I want to prove that $S=\frac{\mathbb{C}[x,y]}{\langle x^2+y^2-1\rangle}$ Is a Dedekind Domain. Hence I want to prove that
$1$. $S$ is Noetherian,
$2$. $S$ is integrally closed, and
$3$. in $S$ every non-zero prime ideal is a maximal ideal.
I was able to show that $S$ is Noetherian, because of Hilbert's Basis Theorem.
Further with few substitutions, I was also able to show that $S \cong \mathbb{C}[u,\frac{1}{u}]$ and hence it being a localisation of the principal ideal domain $\mathbb{C}[x]$. It is also a PID. Hence it is integrally closed.
Now I want to prove that every nonzero prime Ideal of $S \cong \mathbb{C}[u,\frac{1}{u}]$ is maximal. I thought I will use going up theorem, but it looks like $ \mathbb{C}[u,\frac{1}{u}]$ is not integral over $\mathbb{C}[u]$. I particular the element $\frac{1}{u}$ is not integral. Hence I cannot proceed further. Can anyone help me how to solve this problem?
You already showed that $S$ is a PID. But then it already follows that every non-zero prime ideal is maximal (in some sense this is a very characteristic property of PIDs; for example a UFD where this holds is already a PID)!

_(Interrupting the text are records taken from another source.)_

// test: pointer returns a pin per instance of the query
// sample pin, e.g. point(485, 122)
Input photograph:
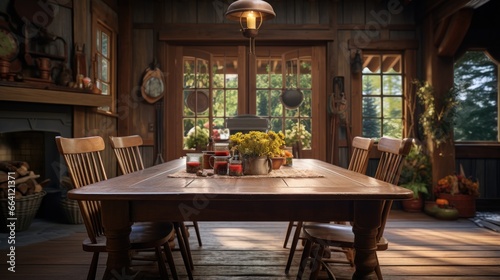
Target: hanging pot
point(291, 98)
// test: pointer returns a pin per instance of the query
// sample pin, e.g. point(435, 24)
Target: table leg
point(367, 218)
point(117, 226)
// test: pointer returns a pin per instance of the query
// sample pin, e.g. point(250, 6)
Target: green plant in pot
point(197, 139)
point(416, 175)
point(256, 148)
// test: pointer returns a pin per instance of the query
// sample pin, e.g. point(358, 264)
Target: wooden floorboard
point(420, 247)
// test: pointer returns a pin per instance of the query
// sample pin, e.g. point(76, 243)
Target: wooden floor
point(421, 247)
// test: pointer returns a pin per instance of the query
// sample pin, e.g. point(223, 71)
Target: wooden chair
point(84, 162)
point(359, 162)
point(128, 155)
point(393, 152)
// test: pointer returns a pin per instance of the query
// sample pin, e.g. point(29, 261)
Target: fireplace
point(27, 132)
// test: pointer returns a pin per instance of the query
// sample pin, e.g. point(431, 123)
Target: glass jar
point(220, 164)
point(208, 160)
point(194, 162)
point(235, 168)
point(221, 149)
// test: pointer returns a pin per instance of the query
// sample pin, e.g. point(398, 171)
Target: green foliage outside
point(382, 104)
point(477, 114)
point(294, 123)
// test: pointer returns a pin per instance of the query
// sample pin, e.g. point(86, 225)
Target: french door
point(214, 83)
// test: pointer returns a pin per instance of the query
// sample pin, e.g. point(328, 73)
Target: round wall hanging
point(152, 88)
point(197, 101)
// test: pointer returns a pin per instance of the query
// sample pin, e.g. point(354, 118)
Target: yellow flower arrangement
point(257, 143)
point(457, 184)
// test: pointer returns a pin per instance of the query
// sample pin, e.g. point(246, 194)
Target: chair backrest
point(127, 152)
point(361, 148)
point(85, 166)
point(393, 151)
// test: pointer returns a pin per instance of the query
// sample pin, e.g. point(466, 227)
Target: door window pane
point(382, 99)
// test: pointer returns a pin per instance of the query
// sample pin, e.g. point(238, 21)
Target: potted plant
point(197, 139)
point(256, 148)
point(277, 148)
point(460, 192)
point(416, 175)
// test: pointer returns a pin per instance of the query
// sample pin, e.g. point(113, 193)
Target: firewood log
point(23, 188)
point(7, 166)
point(4, 177)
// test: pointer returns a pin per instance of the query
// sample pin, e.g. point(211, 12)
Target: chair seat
point(336, 235)
point(144, 235)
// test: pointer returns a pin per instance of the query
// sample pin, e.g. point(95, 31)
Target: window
point(103, 61)
point(271, 79)
point(477, 113)
point(382, 95)
point(212, 91)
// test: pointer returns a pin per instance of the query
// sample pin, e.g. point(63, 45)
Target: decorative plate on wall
point(152, 88)
point(197, 101)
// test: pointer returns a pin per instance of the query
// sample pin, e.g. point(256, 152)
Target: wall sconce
point(357, 63)
point(250, 14)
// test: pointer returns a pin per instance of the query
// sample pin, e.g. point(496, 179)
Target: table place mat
point(284, 172)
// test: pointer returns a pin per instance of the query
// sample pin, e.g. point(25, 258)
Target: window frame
point(408, 50)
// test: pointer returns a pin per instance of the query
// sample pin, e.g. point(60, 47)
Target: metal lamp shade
point(241, 8)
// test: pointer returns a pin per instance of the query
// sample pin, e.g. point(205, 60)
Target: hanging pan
point(291, 98)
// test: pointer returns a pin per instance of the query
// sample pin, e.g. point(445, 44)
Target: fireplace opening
point(27, 133)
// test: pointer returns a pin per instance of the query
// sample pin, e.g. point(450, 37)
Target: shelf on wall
point(52, 95)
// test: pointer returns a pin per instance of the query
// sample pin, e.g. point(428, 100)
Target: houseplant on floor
point(460, 192)
point(416, 175)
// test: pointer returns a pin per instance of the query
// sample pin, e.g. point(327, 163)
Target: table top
point(153, 183)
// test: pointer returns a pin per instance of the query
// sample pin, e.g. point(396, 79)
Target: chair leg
point(288, 231)
point(378, 271)
point(295, 240)
point(197, 230)
point(183, 247)
point(170, 260)
point(316, 262)
point(304, 258)
point(161, 263)
point(93, 266)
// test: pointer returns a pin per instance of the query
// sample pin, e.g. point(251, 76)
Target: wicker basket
point(26, 208)
point(71, 211)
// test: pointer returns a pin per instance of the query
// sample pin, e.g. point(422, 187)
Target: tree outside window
point(382, 98)
point(477, 111)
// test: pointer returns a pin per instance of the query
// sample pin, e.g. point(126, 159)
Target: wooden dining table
point(326, 193)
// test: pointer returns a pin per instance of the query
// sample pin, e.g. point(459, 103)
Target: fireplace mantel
point(52, 96)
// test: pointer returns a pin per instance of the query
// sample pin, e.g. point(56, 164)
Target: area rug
point(489, 220)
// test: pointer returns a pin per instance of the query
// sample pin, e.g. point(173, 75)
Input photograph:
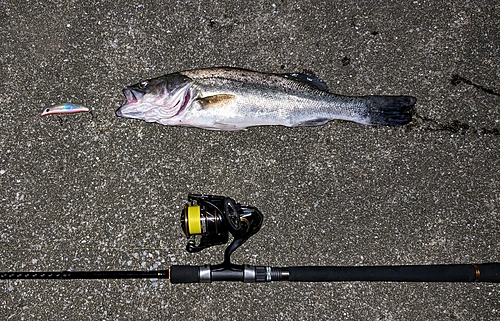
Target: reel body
point(214, 218)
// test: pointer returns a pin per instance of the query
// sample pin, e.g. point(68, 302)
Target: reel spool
point(214, 218)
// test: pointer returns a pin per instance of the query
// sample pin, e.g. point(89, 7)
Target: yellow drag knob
point(194, 222)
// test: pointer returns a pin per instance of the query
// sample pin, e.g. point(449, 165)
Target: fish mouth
point(132, 95)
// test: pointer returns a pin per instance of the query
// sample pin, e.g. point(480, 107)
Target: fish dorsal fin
point(307, 79)
point(216, 100)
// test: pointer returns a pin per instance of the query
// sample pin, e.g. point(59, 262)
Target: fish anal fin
point(314, 122)
point(307, 79)
point(216, 100)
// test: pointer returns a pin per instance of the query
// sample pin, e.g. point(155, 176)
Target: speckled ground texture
point(104, 193)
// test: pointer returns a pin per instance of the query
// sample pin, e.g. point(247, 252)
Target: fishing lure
point(65, 108)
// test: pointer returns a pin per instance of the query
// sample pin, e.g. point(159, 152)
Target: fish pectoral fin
point(216, 100)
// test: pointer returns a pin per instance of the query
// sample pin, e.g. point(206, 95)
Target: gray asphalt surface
point(103, 193)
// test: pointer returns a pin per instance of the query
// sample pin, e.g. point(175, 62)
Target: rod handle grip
point(184, 274)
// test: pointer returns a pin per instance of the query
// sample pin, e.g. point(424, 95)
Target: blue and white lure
point(65, 108)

To see this, take some non-zero prime ideal $\mathfrak p<S$. Since $S$ is a PID we find a prime element $p\in S\setminus\{0\}$ such that $\mathfrak p=\langle p\rangle$. Now, take some ideal $I$ such that $\mathfrak p\subseteq I\subseteq S$. We find $x\in S$ such that $I=\langle x\rangle$ again since $S$ is a PID. Now $p=xy$ for some $y\in S$. This means that $x\mid p$ and $y\mid p$. But $p$ is a prime element implying that $p\mid x$ or $p\mid y$. Hence either $y$ is a unit or $x$ is. But this means that either $\mathfrak p=I$ or $R=I$. Thus, we have shown that $\mathfrak p$ is maximal.